How/why might these be considered the poetry/poetics of the kingdom? What do you think Jesus is doing here in this “sermon?”
Who are our/your enemies today?
What would it look like, or what does it look like, to live these ethics out in the life of the church today?

Memorize a line, or a few lines this week from Jesus’ sermon that really challenge or resonate with you.
Find a way to turn a portion of this this passage into a prayer and pray through it during this week. (One suggestion might be to say, “Help me to be merciful, just as you, Father, are merciful.” as a breathing prayer).


  1. Something that really resonated with me in reading the passage this time is the context of loving your enemies. Do I really have enemies? That’s not a word I really use in my everyday vocabulary.
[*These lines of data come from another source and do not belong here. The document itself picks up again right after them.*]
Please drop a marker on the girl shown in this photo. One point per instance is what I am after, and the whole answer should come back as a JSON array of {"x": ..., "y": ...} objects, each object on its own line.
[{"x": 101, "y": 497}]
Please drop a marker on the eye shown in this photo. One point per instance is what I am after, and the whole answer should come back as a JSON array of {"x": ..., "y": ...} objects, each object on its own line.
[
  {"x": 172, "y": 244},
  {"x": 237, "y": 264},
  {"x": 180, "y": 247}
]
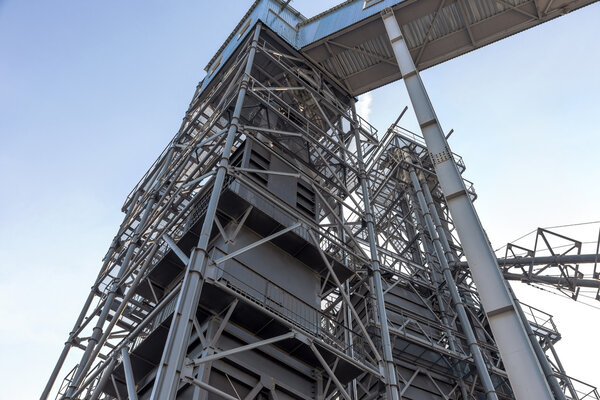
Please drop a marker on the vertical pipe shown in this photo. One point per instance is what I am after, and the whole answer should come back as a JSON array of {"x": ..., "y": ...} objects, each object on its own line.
[
  {"x": 520, "y": 361},
  {"x": 389, "y": 372},
  {"x": 442, "y": 246},
  {"x": 129, "y": 380},
  {"x": 168, "y": 375},
  {"x": 103, "y": 380}
]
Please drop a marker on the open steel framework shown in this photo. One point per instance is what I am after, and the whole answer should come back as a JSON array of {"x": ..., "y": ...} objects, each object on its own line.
[{"x": 365, "y": 297}]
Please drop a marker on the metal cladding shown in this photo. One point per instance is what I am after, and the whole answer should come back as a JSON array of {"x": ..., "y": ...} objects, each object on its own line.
[{"x": 280, "y": 247}]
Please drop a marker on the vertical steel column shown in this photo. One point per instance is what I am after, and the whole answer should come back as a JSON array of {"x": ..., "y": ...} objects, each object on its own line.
[
  {"x": 520, "y": 361},
  {"x": 442, "y": 246},
  {"x": 169, "y": 371},
  {"x": 393, "y": 391}
]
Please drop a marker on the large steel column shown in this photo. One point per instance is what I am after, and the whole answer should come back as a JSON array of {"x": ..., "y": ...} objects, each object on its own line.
[
  {"x": 442, "y": 248},
  {"x": 169, "y": 371},
  {"x": 393, "y": 391},
  {"x": 524, "y": 372}
]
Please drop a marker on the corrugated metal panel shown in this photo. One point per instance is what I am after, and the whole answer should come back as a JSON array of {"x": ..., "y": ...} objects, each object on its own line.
[
  {"x": 449, "y": 20},
  {"x": 352, "y": 61}
]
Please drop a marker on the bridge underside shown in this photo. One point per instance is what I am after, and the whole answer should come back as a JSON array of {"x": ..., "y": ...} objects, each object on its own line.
[{"x": 360, "y": 58}]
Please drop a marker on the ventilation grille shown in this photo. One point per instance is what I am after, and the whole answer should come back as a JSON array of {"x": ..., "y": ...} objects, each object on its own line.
[{"x": 305, "y": 198}]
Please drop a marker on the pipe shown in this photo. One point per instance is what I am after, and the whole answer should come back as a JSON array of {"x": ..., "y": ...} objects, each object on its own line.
[{"x": 389, "y": 372}]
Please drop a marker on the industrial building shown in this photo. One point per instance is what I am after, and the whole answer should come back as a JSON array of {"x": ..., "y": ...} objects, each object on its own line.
[{"x": 282, "y": 247}]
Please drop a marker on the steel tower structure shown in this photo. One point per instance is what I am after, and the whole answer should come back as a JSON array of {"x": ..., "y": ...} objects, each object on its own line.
[{"x": 281, "y": 247}]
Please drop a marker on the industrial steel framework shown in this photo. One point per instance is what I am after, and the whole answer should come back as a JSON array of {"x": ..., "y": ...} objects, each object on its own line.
[{"x": 280, "y": 247}]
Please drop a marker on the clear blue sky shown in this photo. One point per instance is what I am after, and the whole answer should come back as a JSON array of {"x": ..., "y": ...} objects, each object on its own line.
[{"x": 90, "y": 93}]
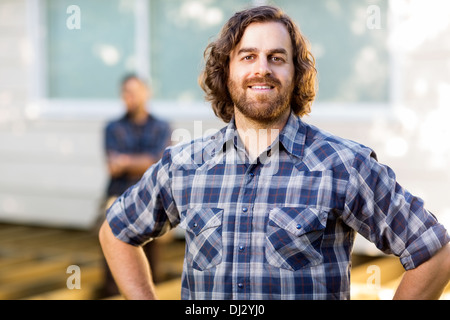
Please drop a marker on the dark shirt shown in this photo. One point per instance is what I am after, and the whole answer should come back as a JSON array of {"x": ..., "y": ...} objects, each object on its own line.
[{"x": 125, "y": 136}]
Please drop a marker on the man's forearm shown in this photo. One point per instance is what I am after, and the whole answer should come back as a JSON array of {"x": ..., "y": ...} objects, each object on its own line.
[
  {"x": 428, "y": 280},
  {"x": 129, "y": 266}
]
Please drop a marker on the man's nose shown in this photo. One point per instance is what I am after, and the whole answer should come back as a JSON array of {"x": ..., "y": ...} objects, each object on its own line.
[{"x": 262, "y": 67}]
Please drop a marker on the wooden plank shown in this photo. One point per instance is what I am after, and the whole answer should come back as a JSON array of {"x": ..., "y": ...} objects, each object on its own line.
[{"x": 91, "y": 278}]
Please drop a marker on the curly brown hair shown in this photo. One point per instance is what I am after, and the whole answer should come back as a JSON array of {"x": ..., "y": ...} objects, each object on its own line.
[{"x": 214, "y": 78}]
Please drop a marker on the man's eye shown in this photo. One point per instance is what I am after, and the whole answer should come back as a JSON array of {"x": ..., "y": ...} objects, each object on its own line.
[{"x": 277, "y": 59}]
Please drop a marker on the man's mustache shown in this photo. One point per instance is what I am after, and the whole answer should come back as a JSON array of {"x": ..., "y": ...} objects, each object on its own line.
[{"x": 268, "y": 80}]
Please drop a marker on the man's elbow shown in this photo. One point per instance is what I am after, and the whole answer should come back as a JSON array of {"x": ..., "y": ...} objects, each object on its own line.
[{"x": 105, "y": 234}]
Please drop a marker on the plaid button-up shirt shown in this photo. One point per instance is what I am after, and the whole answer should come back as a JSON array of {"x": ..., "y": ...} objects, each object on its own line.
[{"x": 281, "y": 227}]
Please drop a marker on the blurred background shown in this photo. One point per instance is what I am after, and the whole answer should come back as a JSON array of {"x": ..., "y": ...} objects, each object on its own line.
[{"x": 384, "y": 81}]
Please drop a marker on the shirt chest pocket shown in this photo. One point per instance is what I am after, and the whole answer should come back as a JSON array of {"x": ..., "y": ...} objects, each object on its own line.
[
  {"x": 294, "y": 237},
  {"x": 203, "y": 237}
]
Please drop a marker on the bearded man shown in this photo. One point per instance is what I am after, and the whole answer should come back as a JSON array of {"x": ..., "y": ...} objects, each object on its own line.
[{"x": 270, "y": 204}]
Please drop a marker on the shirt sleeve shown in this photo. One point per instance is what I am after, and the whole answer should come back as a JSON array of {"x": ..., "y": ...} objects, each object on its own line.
[
  {"x": 146, "y": 210},
  {"x": 385, "y": 213}
]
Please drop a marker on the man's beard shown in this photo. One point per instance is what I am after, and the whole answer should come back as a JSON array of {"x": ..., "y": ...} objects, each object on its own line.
[{"x": 263, "y": 109}]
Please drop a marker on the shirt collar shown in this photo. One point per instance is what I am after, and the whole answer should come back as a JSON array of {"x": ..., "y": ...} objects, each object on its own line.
[{"x": 292, "y": 137}]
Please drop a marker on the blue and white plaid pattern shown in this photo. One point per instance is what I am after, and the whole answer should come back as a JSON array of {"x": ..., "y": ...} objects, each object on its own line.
[{"x": 281, "y": 227}]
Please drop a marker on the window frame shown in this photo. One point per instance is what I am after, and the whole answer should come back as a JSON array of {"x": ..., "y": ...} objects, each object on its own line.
[{"x": 41, "y": 106}]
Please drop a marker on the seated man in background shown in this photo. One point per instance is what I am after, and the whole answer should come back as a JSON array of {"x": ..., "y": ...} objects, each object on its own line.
[{"x": 133, "y": 143}]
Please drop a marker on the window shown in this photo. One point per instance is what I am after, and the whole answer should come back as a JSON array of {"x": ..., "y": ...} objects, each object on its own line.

Instead of enemies, when I thought of this passage in the context of – love people that aren’t like me; have different interests, love people that make different choices than me… It’s about the act of love without boundaries. Don’t allow myself to limit love.

    Another noticing that Jamie mentioned to me and I have been thinking about is, “Give to everyone who begs from you”. The passage specifically uses the word everyone. Since I work in Portland I got a little nervous about the word everyone, but what better way to practice love?

  2. Jason, thanks for this comment. I agree with the question around enemies. It’s language I think many of us have tried to consciously not use towards other people, but of course there are (I am sure) people who we treat as enemies even if we don’t call them that. Though it may be more difficult to identify who there are at times.